Tickets are €8, prebooked at www.ballymaloegrainstore.com , 021 4652531 or buy on the night.
GIY and Slow Food Northern Ireland Gather and Swap takes place at The Narrows Social, Portaferry on Saturday October 10 from 10.30am til late.
There will be seed and plant swaps, gather, grow, cook, ferment, eat workshops, apple tastings, and lots more. Email or phone Celia Spouncer at email@example.com or 0044 77 256 46333.
West Cork Garlic offers a welcome alternative to the Chinese garlic flooding the country. Bryn Perrin started growing different varieties of garlic on his smallholding in West Cork five years ago.

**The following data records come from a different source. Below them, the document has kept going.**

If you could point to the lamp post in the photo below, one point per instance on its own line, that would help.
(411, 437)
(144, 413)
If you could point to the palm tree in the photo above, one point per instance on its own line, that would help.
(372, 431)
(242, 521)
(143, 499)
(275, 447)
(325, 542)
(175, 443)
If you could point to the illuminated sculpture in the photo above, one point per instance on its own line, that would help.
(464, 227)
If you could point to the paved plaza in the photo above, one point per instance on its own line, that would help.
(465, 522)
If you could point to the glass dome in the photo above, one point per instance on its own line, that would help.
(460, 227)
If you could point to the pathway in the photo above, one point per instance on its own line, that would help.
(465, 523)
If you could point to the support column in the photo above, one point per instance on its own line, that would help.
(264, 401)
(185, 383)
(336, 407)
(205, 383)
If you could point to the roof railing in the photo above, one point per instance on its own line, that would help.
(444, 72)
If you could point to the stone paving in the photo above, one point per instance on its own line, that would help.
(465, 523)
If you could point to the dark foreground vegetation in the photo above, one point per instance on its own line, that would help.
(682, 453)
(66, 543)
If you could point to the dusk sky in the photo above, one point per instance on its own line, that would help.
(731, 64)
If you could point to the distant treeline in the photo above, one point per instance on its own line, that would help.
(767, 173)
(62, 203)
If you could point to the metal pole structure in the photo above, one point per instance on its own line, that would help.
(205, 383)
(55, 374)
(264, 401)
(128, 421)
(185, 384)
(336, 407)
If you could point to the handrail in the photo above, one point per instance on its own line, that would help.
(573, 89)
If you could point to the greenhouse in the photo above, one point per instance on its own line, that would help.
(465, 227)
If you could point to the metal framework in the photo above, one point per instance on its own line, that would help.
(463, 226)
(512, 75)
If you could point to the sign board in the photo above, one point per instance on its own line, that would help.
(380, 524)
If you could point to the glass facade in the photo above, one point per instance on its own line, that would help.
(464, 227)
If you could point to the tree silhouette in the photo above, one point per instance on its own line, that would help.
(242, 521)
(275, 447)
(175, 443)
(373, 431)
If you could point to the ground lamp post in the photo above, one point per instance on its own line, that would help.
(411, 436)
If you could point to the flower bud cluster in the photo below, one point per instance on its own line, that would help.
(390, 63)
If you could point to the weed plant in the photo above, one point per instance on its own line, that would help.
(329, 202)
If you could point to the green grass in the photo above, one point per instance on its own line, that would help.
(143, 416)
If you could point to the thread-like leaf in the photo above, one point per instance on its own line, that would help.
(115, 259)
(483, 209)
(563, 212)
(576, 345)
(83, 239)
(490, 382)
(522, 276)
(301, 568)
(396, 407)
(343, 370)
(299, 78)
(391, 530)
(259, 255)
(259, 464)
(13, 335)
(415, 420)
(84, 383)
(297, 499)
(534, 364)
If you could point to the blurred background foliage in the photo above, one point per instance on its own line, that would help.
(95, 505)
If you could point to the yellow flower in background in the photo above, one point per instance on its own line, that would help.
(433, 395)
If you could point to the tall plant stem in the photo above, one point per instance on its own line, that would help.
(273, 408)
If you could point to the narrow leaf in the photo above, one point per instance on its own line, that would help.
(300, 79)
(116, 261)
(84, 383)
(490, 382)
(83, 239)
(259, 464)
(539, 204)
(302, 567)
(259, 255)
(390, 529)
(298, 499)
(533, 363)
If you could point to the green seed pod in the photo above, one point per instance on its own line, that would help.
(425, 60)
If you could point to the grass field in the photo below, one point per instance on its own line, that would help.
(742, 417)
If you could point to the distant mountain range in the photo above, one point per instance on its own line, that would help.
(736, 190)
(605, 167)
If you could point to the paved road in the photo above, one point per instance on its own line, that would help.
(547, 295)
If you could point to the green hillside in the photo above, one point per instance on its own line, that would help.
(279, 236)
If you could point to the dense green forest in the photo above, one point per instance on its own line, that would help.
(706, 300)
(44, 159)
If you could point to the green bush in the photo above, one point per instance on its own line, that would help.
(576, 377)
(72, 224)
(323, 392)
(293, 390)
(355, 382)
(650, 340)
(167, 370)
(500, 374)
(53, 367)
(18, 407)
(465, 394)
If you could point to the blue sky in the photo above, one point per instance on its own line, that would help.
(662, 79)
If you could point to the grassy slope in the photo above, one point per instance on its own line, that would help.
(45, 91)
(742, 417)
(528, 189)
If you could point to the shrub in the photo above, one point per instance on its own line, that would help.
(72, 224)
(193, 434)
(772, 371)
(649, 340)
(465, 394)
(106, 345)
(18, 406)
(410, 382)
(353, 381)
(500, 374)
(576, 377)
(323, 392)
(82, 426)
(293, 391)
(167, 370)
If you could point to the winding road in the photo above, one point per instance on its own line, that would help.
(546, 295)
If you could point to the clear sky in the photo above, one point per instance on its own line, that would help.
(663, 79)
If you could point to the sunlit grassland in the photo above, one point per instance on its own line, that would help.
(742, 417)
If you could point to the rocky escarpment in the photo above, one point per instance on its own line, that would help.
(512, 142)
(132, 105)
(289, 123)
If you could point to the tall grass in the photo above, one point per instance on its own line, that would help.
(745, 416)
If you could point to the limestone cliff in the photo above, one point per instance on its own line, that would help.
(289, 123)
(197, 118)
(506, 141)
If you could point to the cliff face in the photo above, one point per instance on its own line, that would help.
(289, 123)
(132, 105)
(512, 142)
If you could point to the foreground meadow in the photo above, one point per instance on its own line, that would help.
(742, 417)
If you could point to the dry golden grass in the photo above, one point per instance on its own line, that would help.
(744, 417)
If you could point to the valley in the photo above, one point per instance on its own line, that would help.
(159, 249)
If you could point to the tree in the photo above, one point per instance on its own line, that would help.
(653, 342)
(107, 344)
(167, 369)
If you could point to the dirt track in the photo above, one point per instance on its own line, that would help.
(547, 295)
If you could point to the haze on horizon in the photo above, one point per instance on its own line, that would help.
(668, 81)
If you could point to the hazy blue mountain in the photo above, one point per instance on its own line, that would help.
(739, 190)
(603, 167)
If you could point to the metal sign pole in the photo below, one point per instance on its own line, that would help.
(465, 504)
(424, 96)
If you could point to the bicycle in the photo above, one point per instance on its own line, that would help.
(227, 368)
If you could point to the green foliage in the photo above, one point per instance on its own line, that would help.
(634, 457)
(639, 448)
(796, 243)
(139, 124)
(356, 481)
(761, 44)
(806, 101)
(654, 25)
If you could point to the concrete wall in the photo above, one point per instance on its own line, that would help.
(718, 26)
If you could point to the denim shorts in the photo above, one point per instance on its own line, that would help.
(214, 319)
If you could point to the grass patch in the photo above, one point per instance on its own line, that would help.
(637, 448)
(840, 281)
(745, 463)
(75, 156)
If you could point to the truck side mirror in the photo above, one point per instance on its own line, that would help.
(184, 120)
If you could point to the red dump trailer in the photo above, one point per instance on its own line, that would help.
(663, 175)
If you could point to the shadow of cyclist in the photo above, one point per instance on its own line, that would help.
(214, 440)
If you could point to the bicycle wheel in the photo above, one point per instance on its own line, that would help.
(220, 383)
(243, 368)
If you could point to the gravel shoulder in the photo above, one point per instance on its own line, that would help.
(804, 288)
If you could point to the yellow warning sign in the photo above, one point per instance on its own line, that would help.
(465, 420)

As well as selling his fresh garlic, he now makes smoked garlic butter. West Cork Garlic, Coolmountain West, Dunmanway. Tel 087-1333751; www.westcorkgarlic.com
Learn how easy it is to make many of your own fermented foods at home, on Wednesday, October 14, at the Ballymaloe Cookery School. www.cookingisfun.ie for further information.
Walk the Walk for Gerald’s Ethiopian Project. Gerald spends four months each year in Addis Ababa setting up education programmes, housing and sustainable businesses.
Gerald McSweeney is hosting a fundraising 11 km walk through the Gap of Dunloe and boat trip across the lakes of Muckross on Saturday October 3.